ZelC is a declaration:
Security deserves its own language.
Compliance deserves evidence by default.
Automation deserves guardrails.
The modern era deserves modern tools.

Rocheston ZelC Language 🔥

Write it. Run it. Prove it. ✅

ZelC Feature

What is ZelC?

ZelC is a domain-specific language designed specifically for cybersecurity operations, combining human-readable syntax with powerful automation capabilities for security teams.

🔒 Security First

Built-in "Safety First" pre-flight checks, taint analysis, and read-only-by-default execution model ensure your security operations never compromise security.

📝 Evidence-Based

Every action creates immutable audit trails, compliance evidence, and blockchain-anchored proof artifacts for complete operational transparency.

☁️ Cloud Native

Native integrations with AWS, Azure, GCP, Kubernetes, and major security platforms for seamless multi-cloud security operations.

🧠 AI-Powered

Integrated AINA (AI Security Governance) for threat intelligence, anomaly detection, and intelligent security decision-making.

Kinetic Actions

Explicit "do" blocks for state-changing operations, ensuring destructive actions are clearly visible and intentional.

⛓️ Blockchain Proof

Rosecoin integration provides cryptographic proof of operations, timestamps, and immutable evidence chains for compliance.

ZelC Feature

Visual Grammar & Metaphors

ZelC uses a Visual HUD Protocol with marginal icons to identify scopes and actions, abandoning traditional syntax in favor of intuitive visual indicators.

PROTOCOL: Visual indicators replace braces and semicolons
PHILOSOPHY: Code structure should be immediately visible
BENEFIT: Reduced cognitive load for security analysts
Icon Name Keywords Description
⭕️ Scope Open check, while, when Initiates a new logical block - the scope is "hot" and active
🔴 Scope Close end Terminates the current block - sealed and "cold"
Kinetic do State-changing operations (write, delete, block, ban)
🔹 Static set, keep Read-only or memory operations
📦 Manifest Open { Opens a structured data container
🛑 Manifest Seal } Closes/seals a data container
⚙️ Config keep, const Immutable system constants

Domain Module Indicators

Module Icon Usage
AINA (AI) 🧠 analyze, correlate - Deep Learning operations
ROSECOIN ⛓️ anchor, verify - Blockchain proof
CLOUD ☁️ aws, azure, gcp - Infrastructure
SECURITY 🔒 iam, access, lock - Permissions
ALERTS 🚨 alert critical - P0 interrupt
EVIDENCE 📝 evidence record, audit log - Compliance
DEFENSE 🚧 block, contain - Blast radius limits
DEBUG 🐞 trace, catch - Error handling
NOTIFY 🔔 message, ping - Operator awareness
CAUTION ⚠️ warn, dry_run - Pre-flight safety
HAZARD ☢️ nuke, sanitize - Hazardous ops

THE ZELC FILE SYSTEM (ZFS)

🛑

Text is slow in crises.

Emoji‑Native Kinetic Semantics.

🎯

Instant intent + risk.

👀

You don’t read ZelC — you see it.

UPDATE: Content includes the 🐯 Tiger classification (adversary simulation) where applicable.

1. THE KINETIC STANDARD

ZelC files are strictly typed by their operational physics.

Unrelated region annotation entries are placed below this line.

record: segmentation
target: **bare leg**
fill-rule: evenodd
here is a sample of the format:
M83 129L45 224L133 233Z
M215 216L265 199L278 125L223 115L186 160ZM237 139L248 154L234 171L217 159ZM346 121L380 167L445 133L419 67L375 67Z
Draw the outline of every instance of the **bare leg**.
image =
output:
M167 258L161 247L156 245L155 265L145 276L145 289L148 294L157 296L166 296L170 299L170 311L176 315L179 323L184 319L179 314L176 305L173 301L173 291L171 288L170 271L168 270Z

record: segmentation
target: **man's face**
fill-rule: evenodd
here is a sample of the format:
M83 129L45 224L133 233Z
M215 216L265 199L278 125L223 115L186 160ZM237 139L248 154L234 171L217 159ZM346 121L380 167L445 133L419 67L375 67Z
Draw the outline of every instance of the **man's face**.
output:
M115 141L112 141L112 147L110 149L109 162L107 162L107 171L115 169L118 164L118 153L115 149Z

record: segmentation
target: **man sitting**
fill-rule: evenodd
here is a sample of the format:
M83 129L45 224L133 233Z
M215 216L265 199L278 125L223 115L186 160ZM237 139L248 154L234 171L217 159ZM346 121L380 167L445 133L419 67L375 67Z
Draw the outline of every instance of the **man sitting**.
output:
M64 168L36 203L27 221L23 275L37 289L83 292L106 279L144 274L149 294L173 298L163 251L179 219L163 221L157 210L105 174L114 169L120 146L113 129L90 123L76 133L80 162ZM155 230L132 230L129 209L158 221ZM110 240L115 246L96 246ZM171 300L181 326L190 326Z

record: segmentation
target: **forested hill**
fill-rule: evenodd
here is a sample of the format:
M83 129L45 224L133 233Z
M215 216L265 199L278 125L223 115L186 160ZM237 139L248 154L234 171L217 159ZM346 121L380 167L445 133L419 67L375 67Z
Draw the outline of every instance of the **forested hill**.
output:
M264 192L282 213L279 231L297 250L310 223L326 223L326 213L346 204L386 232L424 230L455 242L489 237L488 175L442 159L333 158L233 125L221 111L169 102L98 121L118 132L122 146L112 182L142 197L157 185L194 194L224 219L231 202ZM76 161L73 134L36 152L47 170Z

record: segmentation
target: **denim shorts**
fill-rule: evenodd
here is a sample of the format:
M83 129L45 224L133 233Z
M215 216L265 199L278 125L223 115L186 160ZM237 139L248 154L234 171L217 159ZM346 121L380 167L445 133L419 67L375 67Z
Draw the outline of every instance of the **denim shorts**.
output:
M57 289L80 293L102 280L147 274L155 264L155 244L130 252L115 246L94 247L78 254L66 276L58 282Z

The compiler enforces behaviors based on these visual markers.

⚡ The Core (The Machine)

Extension Context The Kinetic Meaning
.⚡ Source Code Kinetic Energy. The live wire. Active code that can change state. Treated as “High Voltage.”
.⚙️ Constraints The Governor. Defines blast radius, rate limits, and safety boundaries.
.🔑 Secrets The Ignition. Keys to unlock kinetic action. Compiler auto‑adds to .gitignore.

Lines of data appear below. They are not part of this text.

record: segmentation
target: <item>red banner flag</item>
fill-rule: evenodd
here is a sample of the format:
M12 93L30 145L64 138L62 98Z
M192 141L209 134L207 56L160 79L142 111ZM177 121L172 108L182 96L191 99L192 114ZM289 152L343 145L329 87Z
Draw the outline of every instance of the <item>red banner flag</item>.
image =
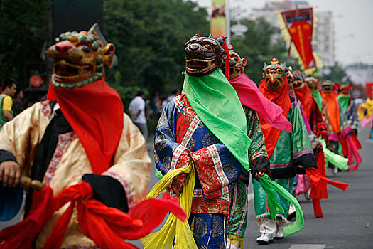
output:
M299 54L303 69L313 71L316 68L316 60L311 44L314 21L313 9L296 9L282 11L281 17L291 38L291 42L294 43Z

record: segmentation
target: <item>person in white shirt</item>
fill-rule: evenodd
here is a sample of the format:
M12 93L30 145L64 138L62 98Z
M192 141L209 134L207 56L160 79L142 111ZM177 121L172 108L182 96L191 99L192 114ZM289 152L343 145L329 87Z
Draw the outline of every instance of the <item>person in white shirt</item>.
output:
M137 92L137 95L131 100L129 110L134 124L140 129L145 139L148 140L148 124L145 116L145 98L142 90Z

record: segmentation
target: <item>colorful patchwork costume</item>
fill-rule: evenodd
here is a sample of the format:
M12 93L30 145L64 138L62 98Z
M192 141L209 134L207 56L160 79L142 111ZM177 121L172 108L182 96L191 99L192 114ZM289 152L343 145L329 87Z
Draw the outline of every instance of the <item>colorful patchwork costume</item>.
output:
M234 88L246 114L247 135L252 139L249 148L249 162L253 177L257 172L270 175L269 161L264 144L258 115L266 118L273 126L291 132L291 124L282 115L282 109L266 99L254 81L245 74L247 60L229 46L229 83ZM226 60L228 59L228 57ZM224 64L223 64L224 65ZM225 67L222 67L224 70ZM231 210L227 248L244 248L244 236L247 227L248 199L247 186L249 174L246 170L237 181L231 195Z
M163 175L194 163L189 221L198 248L225 248L229 193L242 166L249 170L245 113L219 68L227 56L222 46L223 38L212 36L186 43L183 93L163 109L155 135L156 166ZM171 194L182 193L185 177L173 179Z
M284 116L293 125L293 132L290 134L274 128L261 117L259 120L269 156L272 178L291 193L294 176L305 174L304 169L317 168L317 164L301 109L295 99L289 96L286 72L286 65L279 64L274 58L270 65L264 65L264 80L259 90L265 97L283 109ZM279 213L274 221L271 220L266 193L256 181L253 181L253 184L256 222L261 233L256 241L258 243L268 243L268 240L271 241L274 238L283 238L282 227L288 223L289 202L279 196L284 213Z
M357 139L357 126L359 120L357 118L357 107L351 98L350 90L352 88L352 84L340 85L338 89L338 96L337 99L340 105L342 110L347 120L348 130L345 132L348 149L349 164L354 160L355 164L352 166L349 170L356 170L362 162L362 158L358 149L362 149L362 145Z
M150 233L159 224L148 223L152 209L160 215L180 208L178 201L143 201L151 165L145 139L104 82L114 45L97 24L56 41L46 52L53 61L48 100L0 132L1 162L18 162L23 175L45 184L28 191L26 218L0 232L1 248L136 248L124 239Z

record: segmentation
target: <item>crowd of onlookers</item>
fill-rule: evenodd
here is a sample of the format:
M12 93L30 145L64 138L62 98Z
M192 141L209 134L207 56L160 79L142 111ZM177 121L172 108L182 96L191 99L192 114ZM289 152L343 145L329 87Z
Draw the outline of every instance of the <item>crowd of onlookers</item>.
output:
M7 78L2 80L0 94L0 129L6 122L13 120L23 110L23 91L18 88L16 80Z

🛡️ Defense & Evidence (The Guardrails)

Extension Context The Kinetic Meaning
.🔒 Lockfile The Anchor. Frozen supply chain dependencies; keeps build “weight” stable.
.📼 Evidence The Black Box. Immutable audit recordings; kinetic actions write to a .📼 tape.
.🧪 Tests The Lab. Sterile checks; runs in a disconnected vacuum, never touching production.

🧠 Intelligence & Ops (The Brain)

Extension Context The Kinetic Meaning
.📘 Manual The Instructions. Operator’s Handbook (SOP); replaces README.md.
.🐯 Tiger The Predator. Red Team / Adversary simulation; runs in sandboxed “Attack Mode.”
.🐞 Debug The Glitch. Crash dumps and error traces.
.📦 Cargo The Import. Sealed packages from the supply chain.

2. THE “COCKPIT” VIEW (TERMINAL EXPERIENCE)

Operators don’t read extensions under stress. ZFS provides a kinetic, visual cockpit.

Legacy View (ls -la)
config.json    (Text)
main.py        (Text)
deploy.sh      (Text)
audit.log      (Text)
ZelC Kinetic View (ls -la)
/critical_infrastructure_defense
├── main.⚡            # (Yellow)  The Engine is LIVE.
├── safety.⚙️          # (Grey)    The Limits are SET.
├── .master.🔑        # (Gold)    The Keys are LOADED.
├── flight.📼         # (Black)   The Recorder is ON.
└── attack.🐯         # (Orange)  The Simulation is READY.

3. COMPILER ENFORCEMENT

  1. Ignition Interlock: Without a valid .⚙️ Governor, .⚡ Engines do not compile.
  2. Secret Rejection: Attempts to commit .🔑 secrets to a public repo trigger a Critical Security Error.
  3. Simulation Sandbox: Code in .🐯 runs without OS write permissions, preventing real-world damage.
ZelC Feature

Complete Command Lexicon

Every reserved keyword, soft keyword, and platform integration mapped to executable command structures. This is the authoritative reference for the ZelC programming language.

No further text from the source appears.